MealWheel 🥗
(Frontend Web Dev Bootcamp - Capstone Project)
Description
MealWheel streamlines food and grocery planning for your week. With a database of recipes and the option to add your own, it offers an automatic weekly planner and a shopping list that can be easily filled with ingredients for your weekly meals with just one click. You can organize recipes into collections, share your planning and shopping list with friends, and explore many more features designed for convenience.
Features
- Personalized Meal Plans: Generate meal plans for the whole week with one click. Disable the days you don't need and set the servings size individually for each day.
- Diverse Recipes: Access a vast library of recipes from various cuisines to explore and try out.
- Efficient Grocery Shopping: Automatically generate shopping lists based on your weekly meal plan to save time and reduce waste.
- Meal Preparation Guides: Step-by-step guides to assist you in preparing your meals with ease.
- Community Sharing: Share your favorite recipes with the MealWheel community and discover new favorites from other users.
- Household based planning: Add Friedns to your household to let them see or even participate in planning your meals
Tech Stack:
- NextJS | MongoDB | NextAuth | Cloudinary | Github | Vercel | OpenAI
- Dnd-Kit | SWR | Toastify | Mongoose | Styled components
The Team
Meet the team behind MealWheel!
Together we've been working on the app for the course of four weeks during the "capstone phase" of our web dev bootcamp at NeueFische.

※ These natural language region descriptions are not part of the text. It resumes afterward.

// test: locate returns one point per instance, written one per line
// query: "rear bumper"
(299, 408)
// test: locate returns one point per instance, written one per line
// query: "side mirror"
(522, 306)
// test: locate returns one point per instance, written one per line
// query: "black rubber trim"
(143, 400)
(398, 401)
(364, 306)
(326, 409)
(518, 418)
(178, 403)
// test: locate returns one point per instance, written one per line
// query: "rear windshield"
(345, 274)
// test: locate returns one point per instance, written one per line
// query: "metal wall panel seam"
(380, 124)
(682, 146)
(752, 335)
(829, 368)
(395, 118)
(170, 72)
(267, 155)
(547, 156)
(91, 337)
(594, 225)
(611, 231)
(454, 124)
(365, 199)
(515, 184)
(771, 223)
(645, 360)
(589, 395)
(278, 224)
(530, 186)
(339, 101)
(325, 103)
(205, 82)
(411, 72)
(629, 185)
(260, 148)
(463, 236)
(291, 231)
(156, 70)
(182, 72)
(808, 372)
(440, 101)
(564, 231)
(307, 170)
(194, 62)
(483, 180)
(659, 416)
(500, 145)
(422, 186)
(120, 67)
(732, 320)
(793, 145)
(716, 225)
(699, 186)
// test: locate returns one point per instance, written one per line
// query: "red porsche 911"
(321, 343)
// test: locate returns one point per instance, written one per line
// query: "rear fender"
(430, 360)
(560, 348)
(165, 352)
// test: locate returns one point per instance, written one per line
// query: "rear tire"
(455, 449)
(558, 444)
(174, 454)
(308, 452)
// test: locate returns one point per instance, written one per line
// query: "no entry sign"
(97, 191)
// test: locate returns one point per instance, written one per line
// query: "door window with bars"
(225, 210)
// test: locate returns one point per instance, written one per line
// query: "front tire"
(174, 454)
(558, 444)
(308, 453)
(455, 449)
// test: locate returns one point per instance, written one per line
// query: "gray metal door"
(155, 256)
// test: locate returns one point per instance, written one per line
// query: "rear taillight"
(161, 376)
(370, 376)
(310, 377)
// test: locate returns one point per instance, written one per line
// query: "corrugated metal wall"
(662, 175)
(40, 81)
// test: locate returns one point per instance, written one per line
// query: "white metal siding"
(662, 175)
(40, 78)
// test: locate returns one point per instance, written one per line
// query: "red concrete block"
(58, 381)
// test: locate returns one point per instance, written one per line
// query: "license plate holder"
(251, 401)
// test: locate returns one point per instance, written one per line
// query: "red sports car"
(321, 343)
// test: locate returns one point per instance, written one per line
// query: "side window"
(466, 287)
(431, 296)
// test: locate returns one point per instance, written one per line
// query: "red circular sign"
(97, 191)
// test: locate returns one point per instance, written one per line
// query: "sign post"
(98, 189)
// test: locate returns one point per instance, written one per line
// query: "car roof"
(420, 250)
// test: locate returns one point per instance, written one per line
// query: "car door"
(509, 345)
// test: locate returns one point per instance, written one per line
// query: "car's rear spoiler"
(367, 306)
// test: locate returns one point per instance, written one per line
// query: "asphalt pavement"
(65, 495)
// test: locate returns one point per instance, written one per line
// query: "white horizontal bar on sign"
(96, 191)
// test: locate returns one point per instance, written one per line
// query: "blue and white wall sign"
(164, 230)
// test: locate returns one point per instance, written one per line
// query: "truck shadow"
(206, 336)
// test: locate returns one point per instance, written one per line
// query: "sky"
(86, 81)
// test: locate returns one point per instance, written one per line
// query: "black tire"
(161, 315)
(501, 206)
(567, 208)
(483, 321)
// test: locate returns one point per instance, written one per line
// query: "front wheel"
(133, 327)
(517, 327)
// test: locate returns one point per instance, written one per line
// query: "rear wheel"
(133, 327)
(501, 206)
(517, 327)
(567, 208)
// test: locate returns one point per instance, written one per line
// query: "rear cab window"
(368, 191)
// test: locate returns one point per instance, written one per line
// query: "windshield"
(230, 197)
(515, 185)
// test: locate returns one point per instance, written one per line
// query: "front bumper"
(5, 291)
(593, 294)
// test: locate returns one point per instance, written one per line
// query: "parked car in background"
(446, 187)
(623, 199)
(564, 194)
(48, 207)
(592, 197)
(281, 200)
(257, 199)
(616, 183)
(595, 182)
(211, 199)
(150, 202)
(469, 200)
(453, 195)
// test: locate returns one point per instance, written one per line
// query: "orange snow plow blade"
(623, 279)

We really had an awesome time together, motivated and challenged each other and grew together in a great way!
Challenges
During the time working on the app we faced some really tricky challenges:
- Working under realistic conditions:
- Formulating user stories for the desired features and having them approved by a third party
- Drawing wireframes in excalidraw and a design mockup in Figma
- Keeping an overview with a user story map on figma as well as a kanban board on github
- Sharing the work using git with many of it's possibilities
- Having the code for each user story approved in code-reviews (teachers and fellow students)
- Undergoing quality-assurance in preview deployments
- Getting new ideas and critical features by interviewing our peers and some test users of the app
- Getting some critical features to work:
- Implementing login and auth with NextAuth
- Providing image upload and deletion with Cloudinary
- Orchestrating all the data fetching, filter logic and API routes accessing MongoDB
- Drag and Drop functionality to assign recipes to a different day in the planner
- using the OpenAI API to categorize ingredients on the fly
- separating household data from a user data at a rather late stage of the app development in order to provide some helpful community features
- Creating an app people actually want to use:
Some of our excitement for this project came from us actually wanting to use it once it would be finished.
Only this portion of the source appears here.